Case Presentation: A 40-year-old female patient with a past medical history of hypertension and migraines on amitriptyline presented to the emergency department after noticing a right-sided hemiparesis. She has history of intermittent headaches reaching 10/10 severity within one minute over the last several months and one hemiplegic migraine on the left side. Exam was remarkable for a right facial palsy with decreased sensation to light touch and 2+/5 strength on the right upper and lower extremities. CT head showed ischemic changes of the left inferior lobe and TPA was administered. CT angiography showed diffuse vascular irregularities in multiple territories but no carotid stenosis. Interestingly, the MRI did not reveal acute ischemia. Echo was unremarkable with no obvious embolic source. The patient’s strength recovered to 4/5 with near complete resolution of her facial droop. Two days later, she had worsening right sided strength and a sudden onset headache. No acute changes were seen on repeat imaging. Serologic work-up for vasculitis was negative (HBV, A1c, HIV, ESR, CRP, ANA, SSA, SSB, ANCA, MPO/PR3, syphilis, HCV, SPEP, immunoglobulins). Urine toxicology was negative. Serum electrolytes and liver and renal function tests were within normal limits. She underwent directional coronary atherectomy for evaluation of vasculopathy and was diagnosed with reversible cerebral vasoconstrictive syndrome (RCVS). Verapamil was infused intra-arterially, leading to radiographic and clinical improvement. Serotonin modulating medications, triptans, and NSAIDS were held due to their vasoconstrictive effects.

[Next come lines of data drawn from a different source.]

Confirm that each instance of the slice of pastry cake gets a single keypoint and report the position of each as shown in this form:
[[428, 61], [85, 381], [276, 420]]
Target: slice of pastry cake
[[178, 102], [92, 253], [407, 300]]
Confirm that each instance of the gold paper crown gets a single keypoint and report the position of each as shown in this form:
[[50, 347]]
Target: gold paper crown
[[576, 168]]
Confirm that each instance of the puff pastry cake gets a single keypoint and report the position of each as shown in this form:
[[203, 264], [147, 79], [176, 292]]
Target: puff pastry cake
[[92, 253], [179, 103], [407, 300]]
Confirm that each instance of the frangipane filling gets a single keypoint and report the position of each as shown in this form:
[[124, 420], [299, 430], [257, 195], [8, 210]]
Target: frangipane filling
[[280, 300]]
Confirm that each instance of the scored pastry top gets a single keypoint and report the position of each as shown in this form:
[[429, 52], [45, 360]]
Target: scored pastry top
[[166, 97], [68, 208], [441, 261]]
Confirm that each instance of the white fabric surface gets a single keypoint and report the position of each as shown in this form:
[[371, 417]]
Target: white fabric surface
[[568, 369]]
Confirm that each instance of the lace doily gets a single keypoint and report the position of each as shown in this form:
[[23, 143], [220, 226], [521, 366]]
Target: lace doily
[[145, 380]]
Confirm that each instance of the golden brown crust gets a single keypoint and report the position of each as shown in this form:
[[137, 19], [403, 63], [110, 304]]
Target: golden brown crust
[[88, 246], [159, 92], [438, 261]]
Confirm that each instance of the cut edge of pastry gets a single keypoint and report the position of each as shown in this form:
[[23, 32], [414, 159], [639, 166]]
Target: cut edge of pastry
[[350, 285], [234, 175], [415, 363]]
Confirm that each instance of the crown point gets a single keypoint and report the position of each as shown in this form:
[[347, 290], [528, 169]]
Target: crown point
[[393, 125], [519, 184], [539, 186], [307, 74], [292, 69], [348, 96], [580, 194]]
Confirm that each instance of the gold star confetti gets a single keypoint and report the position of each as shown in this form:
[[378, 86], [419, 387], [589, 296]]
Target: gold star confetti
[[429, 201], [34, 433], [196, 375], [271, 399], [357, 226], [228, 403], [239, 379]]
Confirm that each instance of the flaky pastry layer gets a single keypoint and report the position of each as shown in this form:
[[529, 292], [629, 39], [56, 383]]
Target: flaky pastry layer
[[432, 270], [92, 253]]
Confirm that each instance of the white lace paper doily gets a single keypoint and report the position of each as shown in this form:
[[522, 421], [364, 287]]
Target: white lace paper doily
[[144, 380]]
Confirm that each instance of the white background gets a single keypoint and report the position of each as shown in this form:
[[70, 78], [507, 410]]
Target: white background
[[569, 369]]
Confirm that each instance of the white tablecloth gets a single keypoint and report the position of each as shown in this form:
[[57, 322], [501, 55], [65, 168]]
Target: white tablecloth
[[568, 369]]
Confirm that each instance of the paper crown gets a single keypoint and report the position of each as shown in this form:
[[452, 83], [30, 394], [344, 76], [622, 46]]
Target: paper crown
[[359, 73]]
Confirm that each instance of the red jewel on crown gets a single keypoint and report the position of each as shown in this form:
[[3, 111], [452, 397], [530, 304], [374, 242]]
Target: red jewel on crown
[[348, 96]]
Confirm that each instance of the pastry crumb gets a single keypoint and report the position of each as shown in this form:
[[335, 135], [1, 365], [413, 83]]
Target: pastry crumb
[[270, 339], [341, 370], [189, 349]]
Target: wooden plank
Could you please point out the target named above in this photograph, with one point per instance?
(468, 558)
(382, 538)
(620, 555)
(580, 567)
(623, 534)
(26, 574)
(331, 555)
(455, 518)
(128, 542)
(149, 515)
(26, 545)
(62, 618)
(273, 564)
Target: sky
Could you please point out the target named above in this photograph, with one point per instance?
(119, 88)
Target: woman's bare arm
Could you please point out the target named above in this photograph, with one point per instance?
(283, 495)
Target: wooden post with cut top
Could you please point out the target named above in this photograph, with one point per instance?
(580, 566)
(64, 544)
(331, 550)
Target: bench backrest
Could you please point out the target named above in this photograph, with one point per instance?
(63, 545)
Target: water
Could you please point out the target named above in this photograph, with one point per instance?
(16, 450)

Discussion: Studies have shown that women with acute transient neurologic events are often misdiagnosed compared to men, indicating missed opportunities for prevention of vascular events amongst women.¹ RCVS is a condition characterized by severe thunderclap headaches with or without other neurologic symptoms. It can present with diffuse segmental narrowing of the cerebral arteries which is reversible within three months. ² The patient’s past diagnosis of a hemiplegic migraine on the left with full recovery may have been more consistent with RCVS. Her history of sudden onset severe headaches and current presentation of right-sided hemiparesis are also consistent with such a diagnosis. RCVS is rare but the current incidence in women is almost four times that of men.³ It can lead to complications of posterior reversible encephalopathy syndrome, seizure, hemorrhage, and brain infarction.⁴ Therefore, it is important to recognize this disease and avoid serotonin modulating medications and acute migraine treatments such as triptans which can aggravate the vasoconstriction associated with RCVS. Calcium channel blockers, including verapamil, can be used to relieve symptoms.
Conclusions: Women with acute neurologic events are more likely to be misdiagnosed compared to men. Despite its name, RCVS can have catastrophic long-term neurologic complications requiring a timely diagnosis and appropriate treatment.